Choice “d” is correct. Tap’s ordinary income is calculated as follows:
Revenue $ 44,000
Operating expenses (20,000)
Interest expense (4,000)
Ordinary income $ 20,000
The long-term capital loss and the charitable contributions are not included in Tap’s ordinary income. They are separately stated items and thus are passed through to the shareholders and retain their tax attributes.
Choice “b” is incorrect. The $13,000 would include both the long-term capital loss and the charitable contributions.
Choice “a” is incorrect. The $19,000 would include the long-term capital loss but not the charitable contributions.
Choice “c” is incorrect. The $24,000 would not include the interest expense.

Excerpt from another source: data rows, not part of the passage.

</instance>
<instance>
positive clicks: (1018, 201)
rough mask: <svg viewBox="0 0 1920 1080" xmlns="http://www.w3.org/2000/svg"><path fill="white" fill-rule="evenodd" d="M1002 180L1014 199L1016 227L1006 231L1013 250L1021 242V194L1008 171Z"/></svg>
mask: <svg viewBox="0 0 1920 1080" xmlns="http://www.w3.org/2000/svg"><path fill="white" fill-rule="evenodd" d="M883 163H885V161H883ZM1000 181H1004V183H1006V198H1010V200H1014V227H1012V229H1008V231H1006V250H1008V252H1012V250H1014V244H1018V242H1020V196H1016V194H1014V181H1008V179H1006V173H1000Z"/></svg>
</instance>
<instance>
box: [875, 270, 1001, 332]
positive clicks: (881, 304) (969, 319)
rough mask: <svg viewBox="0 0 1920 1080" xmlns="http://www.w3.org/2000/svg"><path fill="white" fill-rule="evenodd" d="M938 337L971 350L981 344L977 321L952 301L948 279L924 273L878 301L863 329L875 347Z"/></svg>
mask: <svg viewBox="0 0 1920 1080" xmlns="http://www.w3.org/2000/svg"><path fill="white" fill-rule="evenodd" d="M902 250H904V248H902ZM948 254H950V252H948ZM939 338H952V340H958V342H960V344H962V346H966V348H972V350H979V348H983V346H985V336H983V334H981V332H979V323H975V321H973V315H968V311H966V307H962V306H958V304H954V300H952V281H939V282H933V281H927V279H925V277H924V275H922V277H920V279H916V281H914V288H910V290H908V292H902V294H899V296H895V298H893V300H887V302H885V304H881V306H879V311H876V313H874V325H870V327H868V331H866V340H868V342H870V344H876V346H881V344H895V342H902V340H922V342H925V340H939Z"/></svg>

An S corporation had the following income and expenses:
Sales $240,000
Rent expense 25,000
Entertainment expense 5,000
Interest income 1,500
Contributions to qualifying charities 600
Section 179 expense 3,000
Depreciation expense 1,800
What would be reported as ordinary income on the corporation’s income tax return?
a. $213,200
b. $208,600
c. $210,700
d. $206,100
Explanation
Choice “c” is correct. Ordinary income is the net of all taxable and deductible ordinary business revenue and expenses not including separately stated items. Ordinary income is $240,000 sales – $25,000 rent expense – $2,500 entertainment expense – $1,800 depreciation expense = $210,700. Per tax law, only 50 percent of the $5,000 entertainment expense is deductible. The Interest income, charitable contributions, and section 179 expense are separately stated items. They flow through to the shareholder(s) separately on Schedule K-1 and are not part of ordinary income.
Choices “d”, “b”, and “a” are incorrect, based on the above explanation.